Brian Jarrard, Halo’s Community Director, sought to explain 343’s side of much of the debate.
He started: “First, I’m going to stress again that I 100% understand and generally agree with the frustrations most are expressing even if I don’t agree with the attacks and ways in which some choose to express those feelings.”
Going on to say that the playlists were chosen to try and innovate Halo and retain certain aspects of the franchise’s formula, he explained that the context in which the game was produced also affected its content.
“As for Slayer itself – we’re still having discussions around feasibility,” Jarrard added. “We would love to have modes and experiences that meet player expectations vs. the backlash situation we’re in today. I don’t believe anyone at 343 thought not having Slayer was a ‘good idea’… The team’s plans for a Slayer playlist, I think, are more robust than what might ‘suffice’ for an interim solution. I love the ideas and some of the variants they’re working on – those all require tuning and most importantly – testing.”
He summarized: “I’m starting to ramble here but the main TLDR is, for what it’s worth, we’re going to do what we can as soon as we can. If things today do not meet your expectations then I’m sorry you’ve been disappointed.
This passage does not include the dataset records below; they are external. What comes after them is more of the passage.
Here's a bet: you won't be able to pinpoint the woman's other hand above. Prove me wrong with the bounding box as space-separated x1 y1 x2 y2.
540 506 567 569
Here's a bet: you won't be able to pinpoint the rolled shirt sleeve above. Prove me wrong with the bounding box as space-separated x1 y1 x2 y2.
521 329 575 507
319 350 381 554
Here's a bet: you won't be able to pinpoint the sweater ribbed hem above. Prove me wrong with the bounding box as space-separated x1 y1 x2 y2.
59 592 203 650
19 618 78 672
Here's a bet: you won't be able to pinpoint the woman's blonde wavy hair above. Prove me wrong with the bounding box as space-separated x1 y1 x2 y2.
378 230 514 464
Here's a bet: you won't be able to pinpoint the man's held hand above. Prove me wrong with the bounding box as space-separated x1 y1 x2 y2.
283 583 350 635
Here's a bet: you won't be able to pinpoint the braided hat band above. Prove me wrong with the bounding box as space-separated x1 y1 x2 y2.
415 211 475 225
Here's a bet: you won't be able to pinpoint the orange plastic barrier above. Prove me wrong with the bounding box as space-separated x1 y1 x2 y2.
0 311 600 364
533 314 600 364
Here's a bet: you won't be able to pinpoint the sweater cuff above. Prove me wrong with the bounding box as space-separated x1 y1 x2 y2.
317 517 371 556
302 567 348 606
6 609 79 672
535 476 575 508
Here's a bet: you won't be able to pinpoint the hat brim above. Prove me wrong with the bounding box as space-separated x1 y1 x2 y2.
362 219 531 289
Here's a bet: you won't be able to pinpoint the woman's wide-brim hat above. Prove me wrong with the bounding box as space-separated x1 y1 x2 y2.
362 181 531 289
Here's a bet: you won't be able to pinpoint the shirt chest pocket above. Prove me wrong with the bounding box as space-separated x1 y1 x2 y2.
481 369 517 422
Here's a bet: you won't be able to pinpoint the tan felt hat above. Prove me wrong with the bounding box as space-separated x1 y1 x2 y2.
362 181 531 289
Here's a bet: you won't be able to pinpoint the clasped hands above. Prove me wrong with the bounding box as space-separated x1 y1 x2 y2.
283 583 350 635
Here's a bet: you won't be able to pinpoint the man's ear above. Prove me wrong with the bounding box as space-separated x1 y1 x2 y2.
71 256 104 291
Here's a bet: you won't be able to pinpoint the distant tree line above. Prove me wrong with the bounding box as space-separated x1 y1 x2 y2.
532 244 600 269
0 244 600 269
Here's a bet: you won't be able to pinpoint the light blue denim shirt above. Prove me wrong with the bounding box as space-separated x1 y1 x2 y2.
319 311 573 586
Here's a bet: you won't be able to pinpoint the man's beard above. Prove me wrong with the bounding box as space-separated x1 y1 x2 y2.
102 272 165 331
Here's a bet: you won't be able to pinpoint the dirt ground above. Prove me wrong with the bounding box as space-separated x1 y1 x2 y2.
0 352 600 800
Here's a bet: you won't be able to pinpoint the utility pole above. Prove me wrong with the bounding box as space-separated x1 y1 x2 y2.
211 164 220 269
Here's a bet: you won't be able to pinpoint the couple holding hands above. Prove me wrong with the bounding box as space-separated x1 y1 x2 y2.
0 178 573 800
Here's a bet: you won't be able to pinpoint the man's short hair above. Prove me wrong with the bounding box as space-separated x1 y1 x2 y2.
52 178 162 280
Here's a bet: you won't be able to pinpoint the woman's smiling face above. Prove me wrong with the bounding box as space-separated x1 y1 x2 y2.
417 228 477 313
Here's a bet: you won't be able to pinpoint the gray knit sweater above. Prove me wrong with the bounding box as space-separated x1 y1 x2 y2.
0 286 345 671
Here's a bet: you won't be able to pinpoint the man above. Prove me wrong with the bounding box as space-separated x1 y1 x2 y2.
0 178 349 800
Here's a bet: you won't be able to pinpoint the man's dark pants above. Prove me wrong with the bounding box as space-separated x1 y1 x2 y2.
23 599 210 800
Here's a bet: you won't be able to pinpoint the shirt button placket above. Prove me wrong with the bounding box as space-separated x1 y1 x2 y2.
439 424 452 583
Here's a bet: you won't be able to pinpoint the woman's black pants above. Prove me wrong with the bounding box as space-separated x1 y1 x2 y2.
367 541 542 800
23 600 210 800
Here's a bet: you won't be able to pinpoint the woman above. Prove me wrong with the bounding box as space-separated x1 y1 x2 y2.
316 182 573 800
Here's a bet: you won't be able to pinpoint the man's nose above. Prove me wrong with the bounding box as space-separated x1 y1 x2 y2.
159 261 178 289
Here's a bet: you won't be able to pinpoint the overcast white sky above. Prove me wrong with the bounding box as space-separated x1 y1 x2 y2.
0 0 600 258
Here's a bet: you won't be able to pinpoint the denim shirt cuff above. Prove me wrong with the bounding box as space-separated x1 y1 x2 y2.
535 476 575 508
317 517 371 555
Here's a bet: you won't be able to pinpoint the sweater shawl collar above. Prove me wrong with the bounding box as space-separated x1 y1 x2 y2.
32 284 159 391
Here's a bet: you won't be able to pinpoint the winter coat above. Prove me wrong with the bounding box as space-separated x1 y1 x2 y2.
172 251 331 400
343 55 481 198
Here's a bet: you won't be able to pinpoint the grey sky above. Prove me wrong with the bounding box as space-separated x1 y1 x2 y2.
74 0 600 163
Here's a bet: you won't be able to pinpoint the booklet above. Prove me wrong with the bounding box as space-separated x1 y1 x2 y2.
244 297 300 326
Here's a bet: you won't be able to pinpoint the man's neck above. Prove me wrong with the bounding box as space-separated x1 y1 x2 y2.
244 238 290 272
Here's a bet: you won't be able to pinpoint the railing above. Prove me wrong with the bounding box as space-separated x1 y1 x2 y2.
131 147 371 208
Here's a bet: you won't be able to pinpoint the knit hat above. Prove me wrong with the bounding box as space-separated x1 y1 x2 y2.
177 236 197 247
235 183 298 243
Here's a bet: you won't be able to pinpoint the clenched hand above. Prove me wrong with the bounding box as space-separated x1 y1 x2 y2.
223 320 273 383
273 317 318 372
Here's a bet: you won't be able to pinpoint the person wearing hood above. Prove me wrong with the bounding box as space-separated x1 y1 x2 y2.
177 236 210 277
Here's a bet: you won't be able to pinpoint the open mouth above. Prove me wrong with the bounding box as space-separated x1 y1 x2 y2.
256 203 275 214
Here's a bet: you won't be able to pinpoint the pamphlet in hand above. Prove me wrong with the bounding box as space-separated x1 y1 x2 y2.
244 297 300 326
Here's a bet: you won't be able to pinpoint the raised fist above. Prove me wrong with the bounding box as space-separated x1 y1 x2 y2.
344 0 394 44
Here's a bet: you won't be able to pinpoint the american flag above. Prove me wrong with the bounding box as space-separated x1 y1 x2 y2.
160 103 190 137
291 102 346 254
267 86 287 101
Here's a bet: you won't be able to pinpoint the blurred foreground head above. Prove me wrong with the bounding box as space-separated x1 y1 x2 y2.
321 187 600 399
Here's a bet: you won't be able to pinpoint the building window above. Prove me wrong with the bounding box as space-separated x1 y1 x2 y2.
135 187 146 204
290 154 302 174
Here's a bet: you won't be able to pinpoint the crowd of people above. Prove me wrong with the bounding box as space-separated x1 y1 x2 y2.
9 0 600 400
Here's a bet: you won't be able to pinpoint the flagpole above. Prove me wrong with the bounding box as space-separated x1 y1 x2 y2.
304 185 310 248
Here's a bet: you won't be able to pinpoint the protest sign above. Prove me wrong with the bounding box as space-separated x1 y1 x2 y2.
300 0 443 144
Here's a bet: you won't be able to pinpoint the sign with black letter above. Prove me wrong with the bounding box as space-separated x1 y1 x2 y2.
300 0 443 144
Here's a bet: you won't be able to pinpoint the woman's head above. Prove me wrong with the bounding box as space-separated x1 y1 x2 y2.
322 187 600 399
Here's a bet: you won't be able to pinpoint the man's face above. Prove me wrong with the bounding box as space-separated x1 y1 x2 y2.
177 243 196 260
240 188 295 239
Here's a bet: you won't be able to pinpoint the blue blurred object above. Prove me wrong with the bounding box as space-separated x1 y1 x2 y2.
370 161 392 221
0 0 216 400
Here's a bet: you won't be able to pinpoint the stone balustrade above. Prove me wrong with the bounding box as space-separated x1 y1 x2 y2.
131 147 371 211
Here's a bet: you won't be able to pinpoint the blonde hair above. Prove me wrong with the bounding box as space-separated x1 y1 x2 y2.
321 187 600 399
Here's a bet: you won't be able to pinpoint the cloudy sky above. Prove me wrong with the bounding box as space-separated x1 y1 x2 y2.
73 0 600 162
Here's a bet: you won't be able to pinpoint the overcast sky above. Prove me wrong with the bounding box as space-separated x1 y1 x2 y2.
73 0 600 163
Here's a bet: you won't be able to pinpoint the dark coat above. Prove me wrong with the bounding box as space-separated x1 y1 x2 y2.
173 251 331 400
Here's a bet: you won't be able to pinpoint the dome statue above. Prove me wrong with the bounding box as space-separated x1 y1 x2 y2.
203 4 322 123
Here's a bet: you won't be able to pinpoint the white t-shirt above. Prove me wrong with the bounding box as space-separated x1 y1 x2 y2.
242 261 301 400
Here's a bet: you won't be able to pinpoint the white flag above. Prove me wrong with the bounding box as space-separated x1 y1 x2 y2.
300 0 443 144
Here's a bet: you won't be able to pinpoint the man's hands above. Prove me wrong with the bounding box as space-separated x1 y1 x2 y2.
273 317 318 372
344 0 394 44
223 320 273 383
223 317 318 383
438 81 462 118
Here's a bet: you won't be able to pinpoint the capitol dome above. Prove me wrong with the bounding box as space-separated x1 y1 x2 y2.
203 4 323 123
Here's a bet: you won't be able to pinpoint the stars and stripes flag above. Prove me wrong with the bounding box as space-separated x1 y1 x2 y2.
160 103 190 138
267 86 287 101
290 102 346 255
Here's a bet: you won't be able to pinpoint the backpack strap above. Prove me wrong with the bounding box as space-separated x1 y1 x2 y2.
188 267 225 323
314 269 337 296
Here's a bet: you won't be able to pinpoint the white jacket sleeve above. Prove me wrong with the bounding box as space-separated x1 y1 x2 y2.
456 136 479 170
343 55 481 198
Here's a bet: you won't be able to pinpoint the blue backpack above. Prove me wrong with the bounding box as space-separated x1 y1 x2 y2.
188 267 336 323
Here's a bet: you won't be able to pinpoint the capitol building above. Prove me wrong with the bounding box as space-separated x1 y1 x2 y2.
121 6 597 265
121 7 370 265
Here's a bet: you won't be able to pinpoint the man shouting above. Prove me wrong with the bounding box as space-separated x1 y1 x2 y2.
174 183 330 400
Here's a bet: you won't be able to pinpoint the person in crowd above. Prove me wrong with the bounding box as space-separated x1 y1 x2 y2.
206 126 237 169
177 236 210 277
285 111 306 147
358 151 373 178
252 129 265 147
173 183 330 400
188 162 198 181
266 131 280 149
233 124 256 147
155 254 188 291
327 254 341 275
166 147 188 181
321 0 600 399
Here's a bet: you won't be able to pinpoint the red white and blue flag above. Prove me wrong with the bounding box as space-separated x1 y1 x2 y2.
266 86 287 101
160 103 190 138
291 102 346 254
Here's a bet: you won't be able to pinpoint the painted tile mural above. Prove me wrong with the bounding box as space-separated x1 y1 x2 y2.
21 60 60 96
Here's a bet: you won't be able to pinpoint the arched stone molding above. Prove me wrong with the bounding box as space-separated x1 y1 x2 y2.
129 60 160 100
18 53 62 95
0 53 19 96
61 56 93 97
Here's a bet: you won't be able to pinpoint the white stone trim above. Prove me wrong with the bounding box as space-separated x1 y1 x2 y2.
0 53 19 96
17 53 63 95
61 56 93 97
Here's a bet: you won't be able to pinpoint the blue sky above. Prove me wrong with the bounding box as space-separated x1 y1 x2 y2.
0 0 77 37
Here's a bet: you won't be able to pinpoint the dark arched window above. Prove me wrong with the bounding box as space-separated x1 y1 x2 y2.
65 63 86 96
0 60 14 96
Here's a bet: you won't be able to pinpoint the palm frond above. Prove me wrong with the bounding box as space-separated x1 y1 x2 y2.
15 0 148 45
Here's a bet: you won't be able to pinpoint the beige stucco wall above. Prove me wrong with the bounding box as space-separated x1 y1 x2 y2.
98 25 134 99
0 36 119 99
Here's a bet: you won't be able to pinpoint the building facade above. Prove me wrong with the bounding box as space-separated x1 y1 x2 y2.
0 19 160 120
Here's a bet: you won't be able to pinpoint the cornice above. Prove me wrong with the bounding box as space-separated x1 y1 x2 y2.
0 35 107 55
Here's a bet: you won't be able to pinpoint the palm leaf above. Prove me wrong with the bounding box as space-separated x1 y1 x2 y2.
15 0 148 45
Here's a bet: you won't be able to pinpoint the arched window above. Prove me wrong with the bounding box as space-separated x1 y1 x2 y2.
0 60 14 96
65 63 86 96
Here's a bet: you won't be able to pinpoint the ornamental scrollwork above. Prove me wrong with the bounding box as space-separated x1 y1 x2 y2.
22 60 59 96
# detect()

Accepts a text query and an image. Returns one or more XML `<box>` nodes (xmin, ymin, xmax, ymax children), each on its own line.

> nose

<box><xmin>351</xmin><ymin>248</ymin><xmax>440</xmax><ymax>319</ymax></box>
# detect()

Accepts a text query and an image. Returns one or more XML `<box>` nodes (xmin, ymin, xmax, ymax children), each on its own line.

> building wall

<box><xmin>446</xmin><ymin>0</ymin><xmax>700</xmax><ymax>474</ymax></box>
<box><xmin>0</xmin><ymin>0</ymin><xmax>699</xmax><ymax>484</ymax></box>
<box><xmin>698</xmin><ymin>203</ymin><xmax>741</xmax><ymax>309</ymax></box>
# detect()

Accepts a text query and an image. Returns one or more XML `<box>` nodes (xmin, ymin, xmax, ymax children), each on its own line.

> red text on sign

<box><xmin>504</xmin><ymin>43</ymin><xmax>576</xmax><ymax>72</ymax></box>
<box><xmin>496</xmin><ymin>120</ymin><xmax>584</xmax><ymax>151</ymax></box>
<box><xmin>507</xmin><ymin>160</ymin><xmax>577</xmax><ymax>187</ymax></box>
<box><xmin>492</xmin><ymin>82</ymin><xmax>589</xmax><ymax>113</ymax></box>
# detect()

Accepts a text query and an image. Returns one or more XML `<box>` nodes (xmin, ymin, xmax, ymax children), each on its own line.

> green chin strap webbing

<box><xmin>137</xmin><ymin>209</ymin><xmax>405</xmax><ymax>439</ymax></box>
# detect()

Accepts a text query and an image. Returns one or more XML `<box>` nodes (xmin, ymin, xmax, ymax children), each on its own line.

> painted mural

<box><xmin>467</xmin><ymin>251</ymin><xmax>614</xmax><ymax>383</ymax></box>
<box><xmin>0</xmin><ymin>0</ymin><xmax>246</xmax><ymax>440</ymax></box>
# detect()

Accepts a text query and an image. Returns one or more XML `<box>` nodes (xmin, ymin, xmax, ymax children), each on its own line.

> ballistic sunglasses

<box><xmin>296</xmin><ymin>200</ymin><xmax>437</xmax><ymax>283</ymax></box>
I’m confident this game will continue to get better and better and all of these issues are fixable. I also realize that some players are just going to not play anymore – maybe they come back, maybe they don’t. I also know – and want to be very upfront and honest – that the pace at which bigger changes are brought to bear will absolutely not be as fast as many want.”
Many empathized with Jarrard, recognizing how difficult video game production must have been during a global health crisis. Others though, argued that the issues boiled down to fundamentally incorrect decisions on 343’s behalf.
As Jarrard said, Halo still has a long time to develop and improve, and all in the community and 343 will be hoping to see it do so.